Sometimes, death can be a laughing matter
The Sunday Column
I spent most of my life planning for the future: Getting a job, plotting a career path, getting married, buying a home and saving for the future.
Most of my plans worked out well except for the slight interruption the government imposed on me a year or two after I graduated college and just before I got married. I got a letter in the mail, which I thought was a congratulations card. It seemed like a very thoughtful gesture until I opened the letter and found out the Army decided to draft a few extra people just for the heck of it, and darn, if I was not in the lucky group. Once I finished my stint in the military, or as I call it, “twice around the world in three years,” I quickly got back on track with my original life plan.
The next major impact came when I retired. Having been a planner and saver all my life, I sought out a finanical adviser to secure the future for my wife and me. After the adviser learned we had no children, his next question was did we have a favorite charity, school, niece or nephew to which we wanted to leave our money? “WAIT a minute,” I said, “My desk at the office is not even cold yet, I haven’t cashed my first retirement check and you want to know who I want to spend my money?” It didn’t take long before I discovered the only person really interested in my future was me.
As my life draws to a close, I find people asking me if I have made my final arrangements. Despite all the planning I have done in my life, planning my final arrangements is not something high on my priority list. For me personally, I would rather plan an elk hunt in Idaho, which seems like a better use of my time and money.
I have talked to several people lately who have given some thought to their final arrangements and have found some quite serious but humorous.
Dave, a friend of mine, told me he did not want to be buried or cremated and opted instead for a burial vault but with a caveat. He added seriously and with a straight face, “I spend so much time shopping I want my burial vault to be on an upper lever facing Walmart.”
Another acquaintance was concerned with what he didn’t like and stated emphatically, “If my tombstone reads, ‘He enjoyed working in his yard,’ I am coming back and killing someone.”

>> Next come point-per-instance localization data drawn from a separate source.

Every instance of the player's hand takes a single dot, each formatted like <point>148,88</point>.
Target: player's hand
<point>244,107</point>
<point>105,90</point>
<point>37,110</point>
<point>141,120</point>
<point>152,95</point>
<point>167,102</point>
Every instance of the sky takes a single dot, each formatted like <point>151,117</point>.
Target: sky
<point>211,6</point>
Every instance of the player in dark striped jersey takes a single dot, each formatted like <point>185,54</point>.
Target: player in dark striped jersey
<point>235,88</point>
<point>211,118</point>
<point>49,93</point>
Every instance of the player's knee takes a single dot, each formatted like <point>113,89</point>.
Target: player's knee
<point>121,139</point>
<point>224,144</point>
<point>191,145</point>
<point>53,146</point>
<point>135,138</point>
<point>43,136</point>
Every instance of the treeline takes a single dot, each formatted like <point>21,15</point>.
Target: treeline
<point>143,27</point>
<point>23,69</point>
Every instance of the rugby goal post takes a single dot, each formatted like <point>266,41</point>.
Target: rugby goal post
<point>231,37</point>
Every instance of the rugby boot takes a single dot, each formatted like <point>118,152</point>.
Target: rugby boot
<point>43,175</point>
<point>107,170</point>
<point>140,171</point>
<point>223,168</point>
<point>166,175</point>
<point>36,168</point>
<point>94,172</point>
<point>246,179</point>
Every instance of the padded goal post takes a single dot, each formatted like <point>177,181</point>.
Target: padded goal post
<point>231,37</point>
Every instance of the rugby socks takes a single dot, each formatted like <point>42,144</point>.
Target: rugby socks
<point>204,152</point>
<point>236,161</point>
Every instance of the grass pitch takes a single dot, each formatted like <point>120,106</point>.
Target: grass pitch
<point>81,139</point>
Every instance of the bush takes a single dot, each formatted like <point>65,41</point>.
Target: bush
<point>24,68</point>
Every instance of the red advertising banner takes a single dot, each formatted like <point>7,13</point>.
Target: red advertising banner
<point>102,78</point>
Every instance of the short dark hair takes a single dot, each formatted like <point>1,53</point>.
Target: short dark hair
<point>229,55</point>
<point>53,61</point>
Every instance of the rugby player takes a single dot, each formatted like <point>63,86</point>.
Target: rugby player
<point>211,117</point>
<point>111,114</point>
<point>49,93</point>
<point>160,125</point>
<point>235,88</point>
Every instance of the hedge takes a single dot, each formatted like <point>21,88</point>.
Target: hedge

During my life, I have hunted in West Virginia quite a bit often during its muzzleloading season. Over time, I met a number of the local hunters, and one year I ran into three hunters I saw every year heading to a fire trail. Normally they had four in their party, and when I asked about the missing member, they told me he had passed away several months ago. I expressed my sympathies and added that I was sure he was with them today in spirit.
“He’s closer than that,” one hunter said. “His last wish was to be cremated and have us mix some of his ashes in with our black power so when we went muzzleloading hunting he could go along.” Holding his rifle over his head with head bowed, he quietly said, “He is here with us today.”
A good friend of my wife and I recently commented that she didn’t want to waste good ground being buried or money on a lavish service. She opted for cremation with a special twist. “I want all my organs donated and what’s left of me I want cremated and sprinkled on all the men in my life that I thought were ‘hot.’ No sense in wasting good ashes,” she laughed.
Keeping in the spirit of planning and my personality, I am now declaring my final wishes. I want no service, no viewing and no funeral dinner. If a dinner is to be held, everyone in attendance should plan to pick up their own check. My remains are to be cremated and the ashes spread on my favorite state game land hunting ground. I am leaving enough money for the cremation in a coffee cup next to the toaster in the kitchen. In what time I have remaining I am planning to continue to live. Right now I still have too much work left on my Honey-Do list to go any time soon anyway.
John Kasun writes from his home in Duncansville.